2.  Tugas pokoknya, yaitu (a) Mengawasi  pelaksanaan  rencana kerja yang telah di sahkan. (b) Mengawasi pelaksanaan kebijakan-kebijakan yang telah di tetapkan dewan pertimbangan.(c) Mengawasi operasional kegiatan yang di laksanakan badan pelaksana,yang mencangkup pengumpulan, pendistribusian dan pendayagunaan. (d) Melakukan pemeriksaan operasional dan pemeriksaan syariah..
c. Badan Pelaksana
1.    Fungsi sebagai pelaksana pengelolaan zakat.
2. Tugas pokok (a). Membuat rencana kerja. (b) Melaksanakan operasional pengelolaan zakat sesuai rencana kerja yang telah disahkan dan sesuai dengan kebijakan  yang telah di tetapkan . (c) Penyusunan laporan tahunan. (d) Menyampaikan laporan bertanggung jawab kepada pemerintah. (e) Bertindak dan bertnaggung  jawab  untuk dan atas nama Badan Amil Zakat ke dalam maupun ke luar. [7]
Dengan mencermati struktur tersebut , ini berarti lembaga pengelola zakat sudah seperti layaknya badan usaha yang memiliki struktur organisasi yang rapi. Lembaga pengelola jika benar-benar menjalankan sistematika tersebut maka lembaga zakat adalah lembaga yang mengarah pada profesionalisme kerja. Profesionalisme itu sangatlah bagus sebagai sarana untuk menumbuhkan kepercayaan masyarakat untuk menaruh zakatnya ini. Zakat yang dapat dihimpun dari masyarakatpun kemudian akan bisa terkelola dan tersalurkan secara lebih tepat sasaran dalam upaya penciptaan kemaslahatan umat.

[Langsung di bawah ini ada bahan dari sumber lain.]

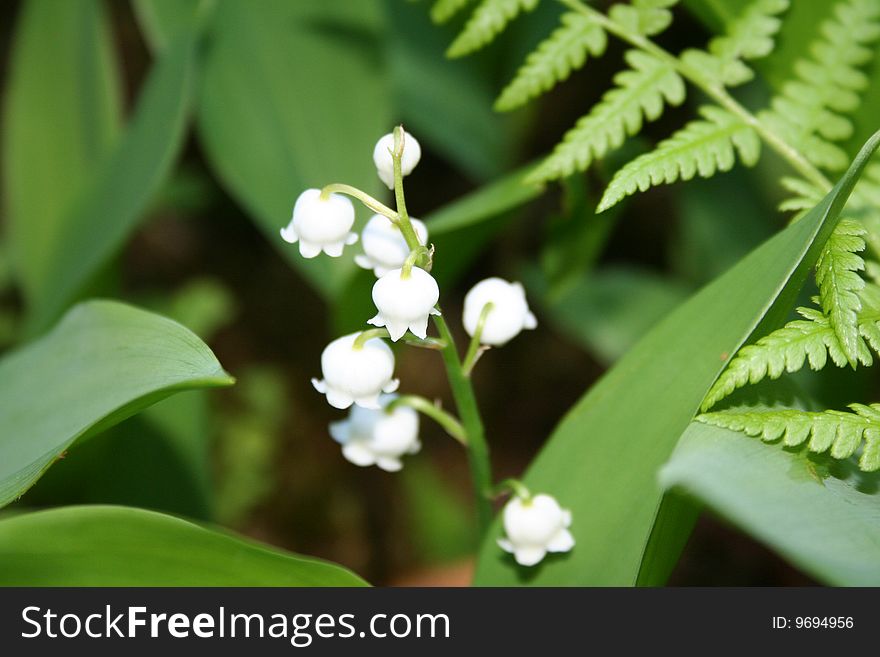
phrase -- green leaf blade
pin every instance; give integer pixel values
(603, 464)
(122, 546)
(102, 363)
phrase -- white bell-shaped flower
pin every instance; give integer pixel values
(412, 153)
(320, 224)
(384, 246)
(376, 437)
(534, 527)
(405, 302)
(356, 375)
(510, 312)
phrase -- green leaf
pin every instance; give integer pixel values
(488, 21)
(561, 53)
(602, 460)
(293, 96)
(61, 119)
(640, 91)
(702, 147)
(103, 362)
(824, 520)
(96, 225)
(121, 546)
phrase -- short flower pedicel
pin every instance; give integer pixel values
(384, 246)
(378, 437)
(384, 161)
(405, 302)
(509, 315)
(356, 373)
(535, 526)
(320, 224)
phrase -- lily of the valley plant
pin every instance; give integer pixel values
(358, 369)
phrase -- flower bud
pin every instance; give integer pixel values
(534, 527)
(412, 153)
(320, 224)
(356, 375)
(510, 313)
(384, 246)
(405, 302)
(376, 437)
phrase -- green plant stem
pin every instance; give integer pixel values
(717, 92)
(473, 352)
(449, 423)
(362, 196)
(478, 449)
(405, 225)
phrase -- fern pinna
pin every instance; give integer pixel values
(804, 123)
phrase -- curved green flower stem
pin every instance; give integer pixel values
(466, 402)
(362, 196)
(423, 260)
(717, 92)
(368, 335)
(514, 486)
(449, 423)
(474, 351)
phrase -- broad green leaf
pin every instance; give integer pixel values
(823, 517)
(603, 458)
(61, 118)
(98, 222)
(103, 362)
(120, 546)
(294, 95)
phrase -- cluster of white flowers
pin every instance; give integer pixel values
(358, 369)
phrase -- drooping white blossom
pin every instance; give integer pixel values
(320, 224)
(412, 153)
(384, 246)
(356, 375)
(510, 312)
(377, 437)
(405, 302)
(534, 527)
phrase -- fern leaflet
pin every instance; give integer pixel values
(808, 112)
(443, 10)
(488, 21)
(840, 432)
(839, 284)
(644, 17)
(701, 147)
(564, 51)
(809, 340)
(750, 36)
(641, 91)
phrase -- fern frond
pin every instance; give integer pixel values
(564, 51)
(749, 36)
(701, 147)
(840, 432)
(488, 21)
(809, 340)
(809, 112)
(641, 93)
(443, 10)
(643, 17)
(839, 284)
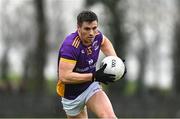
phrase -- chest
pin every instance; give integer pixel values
(88, 55)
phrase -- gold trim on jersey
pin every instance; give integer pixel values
(60, 87)
(76, 42)
(68, 60)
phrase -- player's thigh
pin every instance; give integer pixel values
(83, 114)
(100, 104)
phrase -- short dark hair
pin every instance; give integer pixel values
(87, 16)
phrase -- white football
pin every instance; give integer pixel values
(114, 66)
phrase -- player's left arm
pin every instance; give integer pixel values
(107, 47)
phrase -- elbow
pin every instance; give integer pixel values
(63, 79)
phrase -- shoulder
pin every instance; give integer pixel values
(72, 40)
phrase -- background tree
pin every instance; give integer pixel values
(39, 54)
(176, 53)
(116, 32)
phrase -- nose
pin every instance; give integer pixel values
(91, 32)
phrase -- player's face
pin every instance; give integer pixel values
(88, 31)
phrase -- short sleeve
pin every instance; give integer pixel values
(67, 51)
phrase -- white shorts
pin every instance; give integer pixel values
(74, 107)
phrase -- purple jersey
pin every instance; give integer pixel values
(85, 57)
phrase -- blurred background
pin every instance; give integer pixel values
(145, 33)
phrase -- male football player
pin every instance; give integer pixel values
(79, 82)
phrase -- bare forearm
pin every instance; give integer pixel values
(107, 48)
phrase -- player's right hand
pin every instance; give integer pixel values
(100, 76)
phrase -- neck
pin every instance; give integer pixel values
(83, 41)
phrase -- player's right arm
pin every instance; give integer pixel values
(67, 76)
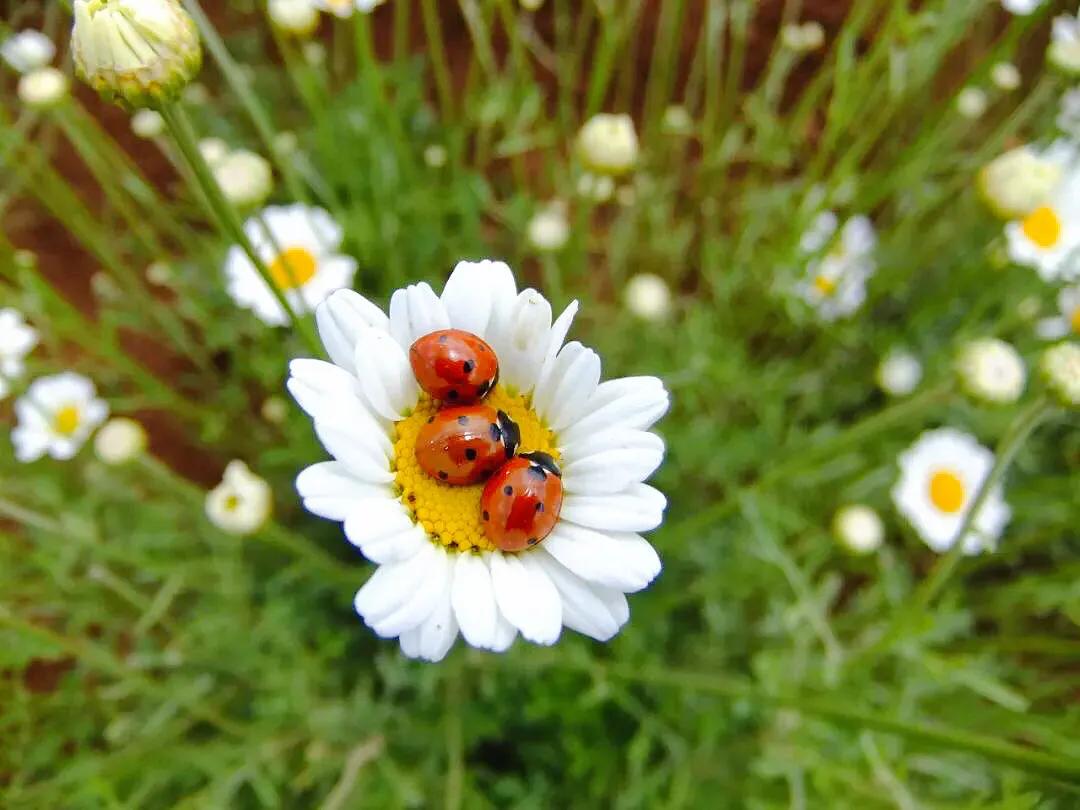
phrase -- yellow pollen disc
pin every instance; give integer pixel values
(66, 420)
(293, 268)
(451, 514)
(946, 491)
(1042, 226)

Zakat  memerlukan pengelolaan yang baik, karena zakat merupakan sumber dana potensial, yang dapat dimanfaatkan sebagai upaya untuk mewujudkan kesejahteraan rakyat. [8] Hal lain yang menonjol yang dikemukakan dalam buku fiqh zakat tersebut adalah bahwa zakat itu harus dikelola oleh amil (lembaga) yang profesional, amanah, bertanggung jawab, memiliki pengetahuan yang memadai tentang zakat, dan memiliki waktu yang cukup untuk mengelolanya (misalnya untuk melakukan sosialisasi, pendataan muzakki dan mustahiq, dan penyaluran yang tepat sasaran, serta pelaporan yang transparan). [9] Dan juga berdasarkan menurut Adnan (2001), setidaknya ada dua penyebab rendahnya tingkat kontekbilitas dana zakat di Indonesia. Pertama, masih rendahnya penge pengetahuan dan pemahaman masyarakat tentang zakat. Hala ini terjadi karena lemahnya proses sosialisasi serta proses pendidikan agama yang kurang menekankan akan pentingnya zakat dalam kehidupan bermasyarakat. Kedua, terletak pada aspek kelembagaan zakat. Aspek kelembagaan zakat. Aspek kelembagaan zakat ini bersumber dari variabel dan profesionalisme organisasi pengelola zakat. [10]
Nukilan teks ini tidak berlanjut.